La pugnacité des uns et l'abondance des autres ! à peine deux régions avaient été traversées que Sargonne affichait déjà des atouts de poids. Se libérer de sa toute puissante domination n'était assurément pas un projet à préparer à la légère et le prince déchus se demandait quelles surprises allaient réserver les terres cubériennes. Le relief était plutôt un point faible, le plat pays se traversait avec aisance. Malgré un soleil de plomb qui harcelait les chevaux et rendait le port des armures particulièrement désagréable, leur avancée s'était accélérée. Au loin, était apparu le Mont Carcandre au pied duquel coulait le Fleuve Bleu qui le contournait par le nord. Cette élévation solitaire était tout à fait singulière au milieu de ce paysage où, quelle que soit la direction, la vue portait jusqu'à l'horizon. Au sommet de la colline se devinaient les contours de la capitale sargonnaise. Le prince exiniens regarda ses détails grandir et se dessiner à mesure qu'il s'en approchait. Si de loin sa silhouette sombre et compact trônait au-dessus des terres comme un mauvais présage, de prêt, la cité était encore plus terrifiante.

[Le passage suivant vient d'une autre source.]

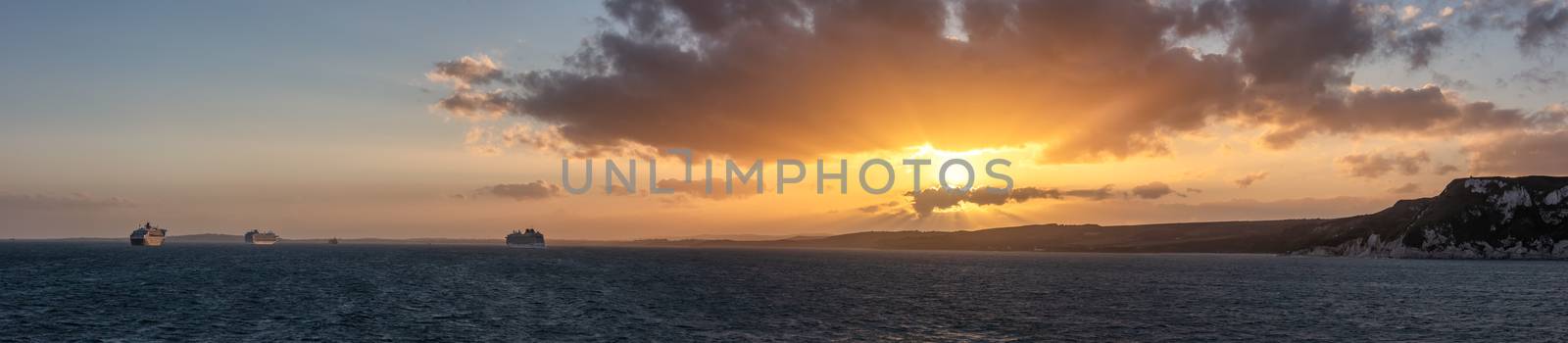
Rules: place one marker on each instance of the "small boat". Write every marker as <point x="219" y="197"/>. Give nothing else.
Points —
<point x="261" y="238"/>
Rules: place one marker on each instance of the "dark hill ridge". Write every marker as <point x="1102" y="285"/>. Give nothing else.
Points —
<point x="1473" y="218"/>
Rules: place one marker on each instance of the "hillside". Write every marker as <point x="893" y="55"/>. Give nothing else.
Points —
<point x="1473" y="218"/>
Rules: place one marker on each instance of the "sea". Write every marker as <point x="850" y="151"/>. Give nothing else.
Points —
<point x="112" y="292"/>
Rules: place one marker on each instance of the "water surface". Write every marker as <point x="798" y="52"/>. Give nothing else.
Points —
<point x="57" y="292"/>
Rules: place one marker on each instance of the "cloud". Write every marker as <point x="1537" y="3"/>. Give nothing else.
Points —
<point x="1544" y="25"/>
<point x="74" y="201"/>
<point x="1405" y="188"/>
<point x="1521" y="154"/>
<point x="1424" y="110"/>
<point x="698" y="188"/>
<point x="1250" y="178"/>
<point x="927" y="201"/>
<point x="877" y="207"/>
<point x="1154" y="190"/>
<point x="1445" y="170"/>
<point x="760" y="77"/>
<point x="1418" y="44"/>
<point x="522" y="191"/>
<point x="1379" y="165"/>
<point x="466" y="73"/>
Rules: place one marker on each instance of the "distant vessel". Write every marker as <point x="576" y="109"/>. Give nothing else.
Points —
<point x="261" y="238"/>
<point x="525" y="240"/>
<point x="148" y="235"/>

— Le légendaire mont cubique, grogna Gudrun. Je n'imaginais pas que le récit était aussi proche du réel, quelle terrible ennemi ce doit être.

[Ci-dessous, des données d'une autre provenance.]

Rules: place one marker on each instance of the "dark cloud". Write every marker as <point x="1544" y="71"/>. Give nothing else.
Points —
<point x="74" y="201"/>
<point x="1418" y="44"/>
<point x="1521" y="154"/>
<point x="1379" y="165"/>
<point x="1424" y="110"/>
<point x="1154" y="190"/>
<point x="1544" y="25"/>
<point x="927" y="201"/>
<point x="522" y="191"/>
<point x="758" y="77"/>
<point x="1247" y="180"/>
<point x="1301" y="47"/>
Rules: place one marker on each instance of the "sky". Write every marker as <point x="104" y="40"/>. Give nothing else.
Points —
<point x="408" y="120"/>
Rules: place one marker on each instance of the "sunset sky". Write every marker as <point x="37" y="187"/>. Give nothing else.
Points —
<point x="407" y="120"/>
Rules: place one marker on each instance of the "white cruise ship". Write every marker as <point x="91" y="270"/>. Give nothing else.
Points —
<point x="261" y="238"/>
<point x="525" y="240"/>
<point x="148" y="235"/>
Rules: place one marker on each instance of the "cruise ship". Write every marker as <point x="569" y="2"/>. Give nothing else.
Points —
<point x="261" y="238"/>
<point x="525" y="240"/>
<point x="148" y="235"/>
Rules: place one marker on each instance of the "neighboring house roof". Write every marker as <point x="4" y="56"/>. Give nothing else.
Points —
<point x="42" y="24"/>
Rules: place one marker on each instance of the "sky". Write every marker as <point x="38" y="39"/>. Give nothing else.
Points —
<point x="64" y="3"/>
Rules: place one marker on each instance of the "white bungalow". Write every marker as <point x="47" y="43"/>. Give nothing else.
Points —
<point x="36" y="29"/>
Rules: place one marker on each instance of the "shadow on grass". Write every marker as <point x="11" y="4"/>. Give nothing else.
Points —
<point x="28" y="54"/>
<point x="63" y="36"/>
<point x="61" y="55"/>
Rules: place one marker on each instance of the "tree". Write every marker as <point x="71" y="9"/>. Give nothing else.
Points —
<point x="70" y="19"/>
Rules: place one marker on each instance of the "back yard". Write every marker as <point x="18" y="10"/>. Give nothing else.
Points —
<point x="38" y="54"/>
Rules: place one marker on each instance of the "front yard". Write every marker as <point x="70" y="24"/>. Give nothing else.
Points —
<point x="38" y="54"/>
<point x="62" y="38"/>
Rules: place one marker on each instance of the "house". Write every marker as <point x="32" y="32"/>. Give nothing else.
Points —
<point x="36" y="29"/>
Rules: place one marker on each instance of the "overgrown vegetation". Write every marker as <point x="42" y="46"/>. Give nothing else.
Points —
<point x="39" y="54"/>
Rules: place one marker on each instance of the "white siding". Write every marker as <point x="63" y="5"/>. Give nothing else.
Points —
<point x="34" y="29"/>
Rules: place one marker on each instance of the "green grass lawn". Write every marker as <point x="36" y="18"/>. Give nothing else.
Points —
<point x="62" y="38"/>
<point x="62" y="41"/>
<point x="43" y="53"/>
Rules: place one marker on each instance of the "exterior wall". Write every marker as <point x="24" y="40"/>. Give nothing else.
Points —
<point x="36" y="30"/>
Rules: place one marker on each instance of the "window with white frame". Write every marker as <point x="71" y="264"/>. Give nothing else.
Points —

Une main en visière au-dessus des yeux, Bernard leva la tête pour contempler la puissante Cubéria. La masse de la forteresse, gorgée par la chaleur de l'après-midi, déversait sur la plaine des cascades d'effluves ondoyantes. Nichée à une centaine de pieds, les murailles qui l'entouraient formaient une véritable carapace de pierre. Une protection presque inutile. Avec une telle portée de tire et le couloir d'étranglement formé par le pont escaliers, n'importe quelle armée serait décimée avant d'atteindre les murs. Aucun engin de siège actuel ne pouvait permettre d'envahir Cubéria, il faudrait en créer d'un genre nouveau.
Bernard souffla nerveusement entre ses dents. Il en était maintenant persuadé, son frère ne devait pas régner. Comment avait-il pu sous-estimer à ce point leur ennemi ? Il allait faire courir l'Exinie à sa perte et le roi Cariberis aurait tôt fait de mettre un Gargandra sur le trône de Vermillac. Baissant le regard, il contempla le désordre qui régnait dans la plaine herbeuse.
— Un tel regroupement pour marcher contre le Grandval ! murmura-t-il comme à lui-même.